LAKE COUNTY, Ill. - A two-decade-old murder of an 11-year-old Illinois girl has been linked through DNA evidence to another slaying that took place nearly a decade later, reports CBS Chicago.
Holly Staker, 11, was raped and then stabbed to death while she was babysitting in Waukegan in 1992.
DNA from semen taken from Holly's body has recently been matched to DNA evidence from blood obtained from a two-by-four used to beat 39-year-old Delwin Foxworth in 2000, according to the station.
Foxworth was reportedly attacked by three robbers who invaded his Chicago home in January 2000. He was held at gunpoint, beat with a board and tied up before he was doused with gasoline and set on fire. The 39-year-old was able to extinguish the flames and seek help after the robbers fled, but later died in August 2002 as a result of injuries sustained in the attack, according to the Chicago Tribune.
Marvin Williford was the only man arrested in connection with Foxworth's murder and he was convicted in 2004. He is currently serving a sentence of 80 years in prison, reports the paper.
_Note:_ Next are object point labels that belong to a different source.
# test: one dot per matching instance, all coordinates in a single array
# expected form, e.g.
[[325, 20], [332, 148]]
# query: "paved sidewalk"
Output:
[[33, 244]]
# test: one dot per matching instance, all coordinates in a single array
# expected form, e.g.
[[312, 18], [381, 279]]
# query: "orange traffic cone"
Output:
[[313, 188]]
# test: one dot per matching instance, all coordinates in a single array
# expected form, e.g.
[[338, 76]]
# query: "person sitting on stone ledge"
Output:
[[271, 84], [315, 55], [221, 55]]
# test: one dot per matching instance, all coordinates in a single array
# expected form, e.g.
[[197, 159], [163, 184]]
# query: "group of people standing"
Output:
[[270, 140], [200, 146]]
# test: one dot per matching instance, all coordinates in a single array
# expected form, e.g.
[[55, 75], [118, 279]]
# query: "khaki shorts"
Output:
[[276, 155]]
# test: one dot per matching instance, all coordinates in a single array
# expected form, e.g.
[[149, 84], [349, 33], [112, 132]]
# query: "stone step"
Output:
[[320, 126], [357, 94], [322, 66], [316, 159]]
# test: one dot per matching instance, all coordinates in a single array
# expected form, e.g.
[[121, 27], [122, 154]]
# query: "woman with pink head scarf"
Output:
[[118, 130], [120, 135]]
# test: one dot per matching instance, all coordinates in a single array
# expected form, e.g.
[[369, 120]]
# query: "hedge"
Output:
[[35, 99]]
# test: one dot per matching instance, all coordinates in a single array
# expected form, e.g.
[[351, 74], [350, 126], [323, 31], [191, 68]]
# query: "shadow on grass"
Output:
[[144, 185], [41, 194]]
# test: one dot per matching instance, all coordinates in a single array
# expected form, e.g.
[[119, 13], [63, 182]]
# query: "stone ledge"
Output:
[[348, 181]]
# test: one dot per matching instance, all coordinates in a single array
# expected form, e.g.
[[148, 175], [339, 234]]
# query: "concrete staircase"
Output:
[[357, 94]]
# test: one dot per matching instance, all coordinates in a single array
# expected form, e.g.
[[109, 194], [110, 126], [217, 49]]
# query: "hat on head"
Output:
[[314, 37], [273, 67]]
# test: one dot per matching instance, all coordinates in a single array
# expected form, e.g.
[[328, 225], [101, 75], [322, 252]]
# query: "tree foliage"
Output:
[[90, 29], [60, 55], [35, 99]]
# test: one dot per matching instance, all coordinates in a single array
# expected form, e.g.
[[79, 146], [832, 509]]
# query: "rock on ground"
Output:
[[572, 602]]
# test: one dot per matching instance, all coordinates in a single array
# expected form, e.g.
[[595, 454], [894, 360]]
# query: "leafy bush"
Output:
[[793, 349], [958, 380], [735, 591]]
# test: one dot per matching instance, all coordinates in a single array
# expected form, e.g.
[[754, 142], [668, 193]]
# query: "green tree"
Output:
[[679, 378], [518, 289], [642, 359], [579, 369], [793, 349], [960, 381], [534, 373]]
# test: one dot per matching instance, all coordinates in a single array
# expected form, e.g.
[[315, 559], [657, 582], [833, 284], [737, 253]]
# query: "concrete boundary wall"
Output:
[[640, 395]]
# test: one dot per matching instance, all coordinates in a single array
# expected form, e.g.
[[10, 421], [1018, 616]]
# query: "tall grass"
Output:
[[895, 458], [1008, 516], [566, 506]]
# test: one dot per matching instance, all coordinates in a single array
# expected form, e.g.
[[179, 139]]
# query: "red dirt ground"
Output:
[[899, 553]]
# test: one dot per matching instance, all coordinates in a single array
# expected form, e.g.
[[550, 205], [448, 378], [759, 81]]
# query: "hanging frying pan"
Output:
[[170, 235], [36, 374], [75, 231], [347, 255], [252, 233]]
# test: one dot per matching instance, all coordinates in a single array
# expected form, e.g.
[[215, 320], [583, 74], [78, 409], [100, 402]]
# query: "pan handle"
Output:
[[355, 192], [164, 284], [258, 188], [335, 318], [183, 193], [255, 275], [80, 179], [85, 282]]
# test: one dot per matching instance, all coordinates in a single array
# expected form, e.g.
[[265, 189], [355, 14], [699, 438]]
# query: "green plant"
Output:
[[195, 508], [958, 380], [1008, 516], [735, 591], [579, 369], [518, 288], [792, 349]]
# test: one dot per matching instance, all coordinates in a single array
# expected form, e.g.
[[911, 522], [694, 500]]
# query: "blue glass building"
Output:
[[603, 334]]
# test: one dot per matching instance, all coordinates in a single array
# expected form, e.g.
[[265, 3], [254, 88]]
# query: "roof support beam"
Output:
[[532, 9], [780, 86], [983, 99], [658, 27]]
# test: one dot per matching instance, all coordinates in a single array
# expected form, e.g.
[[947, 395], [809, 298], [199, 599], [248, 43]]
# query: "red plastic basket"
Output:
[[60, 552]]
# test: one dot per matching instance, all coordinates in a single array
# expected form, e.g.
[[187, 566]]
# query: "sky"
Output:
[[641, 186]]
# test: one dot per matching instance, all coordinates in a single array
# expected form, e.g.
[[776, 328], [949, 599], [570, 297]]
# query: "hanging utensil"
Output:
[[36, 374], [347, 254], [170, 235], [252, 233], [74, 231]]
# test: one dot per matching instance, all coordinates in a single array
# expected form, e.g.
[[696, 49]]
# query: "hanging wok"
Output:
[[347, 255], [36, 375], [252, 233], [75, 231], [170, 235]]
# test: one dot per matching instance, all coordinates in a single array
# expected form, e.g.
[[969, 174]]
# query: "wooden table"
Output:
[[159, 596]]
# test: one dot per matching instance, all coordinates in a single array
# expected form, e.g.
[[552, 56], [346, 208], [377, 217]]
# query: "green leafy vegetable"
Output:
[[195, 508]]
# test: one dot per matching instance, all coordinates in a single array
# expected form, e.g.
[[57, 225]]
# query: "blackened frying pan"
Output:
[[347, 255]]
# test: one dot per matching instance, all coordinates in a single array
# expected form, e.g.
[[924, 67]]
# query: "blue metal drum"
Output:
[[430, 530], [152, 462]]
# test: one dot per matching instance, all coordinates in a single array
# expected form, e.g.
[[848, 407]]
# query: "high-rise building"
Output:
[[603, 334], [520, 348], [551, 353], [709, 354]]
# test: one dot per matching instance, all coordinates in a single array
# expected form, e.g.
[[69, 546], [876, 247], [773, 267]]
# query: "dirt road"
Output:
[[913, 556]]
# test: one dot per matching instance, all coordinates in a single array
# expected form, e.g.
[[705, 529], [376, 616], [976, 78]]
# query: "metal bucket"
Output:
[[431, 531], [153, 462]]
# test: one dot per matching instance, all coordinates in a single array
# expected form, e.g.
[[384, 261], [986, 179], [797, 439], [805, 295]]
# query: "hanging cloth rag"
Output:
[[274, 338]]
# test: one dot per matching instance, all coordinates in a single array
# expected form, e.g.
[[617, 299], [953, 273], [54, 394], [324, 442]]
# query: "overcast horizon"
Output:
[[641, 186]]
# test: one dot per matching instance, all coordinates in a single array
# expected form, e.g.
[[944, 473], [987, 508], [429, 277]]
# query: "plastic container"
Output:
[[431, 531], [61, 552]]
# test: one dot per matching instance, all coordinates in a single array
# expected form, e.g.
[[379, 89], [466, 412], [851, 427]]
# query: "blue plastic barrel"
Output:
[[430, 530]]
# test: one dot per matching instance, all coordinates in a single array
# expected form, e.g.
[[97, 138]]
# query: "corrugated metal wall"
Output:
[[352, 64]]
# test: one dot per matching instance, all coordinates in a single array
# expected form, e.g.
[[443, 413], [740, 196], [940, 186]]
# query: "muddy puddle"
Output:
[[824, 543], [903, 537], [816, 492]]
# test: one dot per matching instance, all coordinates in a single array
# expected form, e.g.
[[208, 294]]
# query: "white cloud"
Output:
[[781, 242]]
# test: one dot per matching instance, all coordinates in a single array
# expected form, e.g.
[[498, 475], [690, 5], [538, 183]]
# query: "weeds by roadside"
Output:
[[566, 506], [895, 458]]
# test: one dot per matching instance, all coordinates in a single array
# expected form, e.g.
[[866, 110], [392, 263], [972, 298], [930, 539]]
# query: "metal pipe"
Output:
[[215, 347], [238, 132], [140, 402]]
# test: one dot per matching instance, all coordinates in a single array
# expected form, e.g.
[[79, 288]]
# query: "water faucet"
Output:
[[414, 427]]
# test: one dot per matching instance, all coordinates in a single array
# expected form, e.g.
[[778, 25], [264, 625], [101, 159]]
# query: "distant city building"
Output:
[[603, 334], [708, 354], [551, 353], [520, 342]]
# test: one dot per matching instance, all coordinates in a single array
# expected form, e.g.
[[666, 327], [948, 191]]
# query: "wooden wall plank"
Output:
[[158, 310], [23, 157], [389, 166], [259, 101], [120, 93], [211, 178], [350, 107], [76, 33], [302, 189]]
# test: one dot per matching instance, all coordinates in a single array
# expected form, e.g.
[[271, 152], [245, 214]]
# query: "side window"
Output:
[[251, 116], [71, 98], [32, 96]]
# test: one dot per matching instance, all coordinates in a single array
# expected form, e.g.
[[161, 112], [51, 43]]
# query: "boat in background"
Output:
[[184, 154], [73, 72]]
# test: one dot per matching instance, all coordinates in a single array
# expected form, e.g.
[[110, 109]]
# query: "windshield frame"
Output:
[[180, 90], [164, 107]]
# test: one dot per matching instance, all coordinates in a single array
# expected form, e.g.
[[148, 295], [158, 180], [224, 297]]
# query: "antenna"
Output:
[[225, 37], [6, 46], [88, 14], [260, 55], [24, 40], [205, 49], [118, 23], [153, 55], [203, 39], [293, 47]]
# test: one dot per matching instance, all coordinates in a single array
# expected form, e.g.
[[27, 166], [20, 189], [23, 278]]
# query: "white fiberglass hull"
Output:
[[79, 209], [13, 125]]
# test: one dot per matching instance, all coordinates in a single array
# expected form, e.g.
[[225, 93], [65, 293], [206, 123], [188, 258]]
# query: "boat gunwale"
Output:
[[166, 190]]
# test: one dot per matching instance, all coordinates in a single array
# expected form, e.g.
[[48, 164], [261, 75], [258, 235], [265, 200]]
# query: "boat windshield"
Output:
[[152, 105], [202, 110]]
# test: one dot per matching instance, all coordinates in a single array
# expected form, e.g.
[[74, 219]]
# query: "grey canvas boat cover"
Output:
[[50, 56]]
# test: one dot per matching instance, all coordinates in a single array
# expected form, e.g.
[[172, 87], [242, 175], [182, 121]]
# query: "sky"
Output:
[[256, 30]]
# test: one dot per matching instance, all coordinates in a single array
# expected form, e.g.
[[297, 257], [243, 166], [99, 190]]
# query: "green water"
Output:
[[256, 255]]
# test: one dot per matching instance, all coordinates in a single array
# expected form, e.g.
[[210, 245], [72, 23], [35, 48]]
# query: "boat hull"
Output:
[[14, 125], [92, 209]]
Williford has always maintained his innocence and, according to his attorney, no physical evidence ever connected him to the crime, reports the Tribune.
At a hearing Tuesday, Williford's attorney reportedly argued that his deserves a new trial based on the new DNA evidence, which he says proves that his client is innocent. The judge scheduled another hearing for next week.
The new development linking the two cases also helps prove that Juan Rivera, the man convicted and then freed three different times in the murder and rape of 11-year-old Holly Staker, was wrongfully accused, Rivera's attorney says, reports the paper.
"While Mr. Rivera fought to clear his name and officials fought to keep him in prison, the man who really committed the crime was free to commit this additional crime," Steven Art, one of Rivera's attorneys, reportedly said.
Rivera, who was largely convicted on a confession, which he says was forced, according to the Tribune, told CBS Chicago on Tuesday, "These are horrific crimes and both families deserve justice. Second, I sincerely wish that this newly disclosed DNA evidence had come to light a decade ago, before I served nearly 20 years in prison for a crime I did not commit."
Rivera has reportedly filed a federal civil rights lawsuit against authorities in Lake County.
The Lake County State Attorney's office, which prosecuted both Rivera and Williford, has a national reputation for locking up innocent men, according to the Chicago Tribune.
Despite the DNA match in the two cases, the identity of one potential suspect in both killings remains unknown.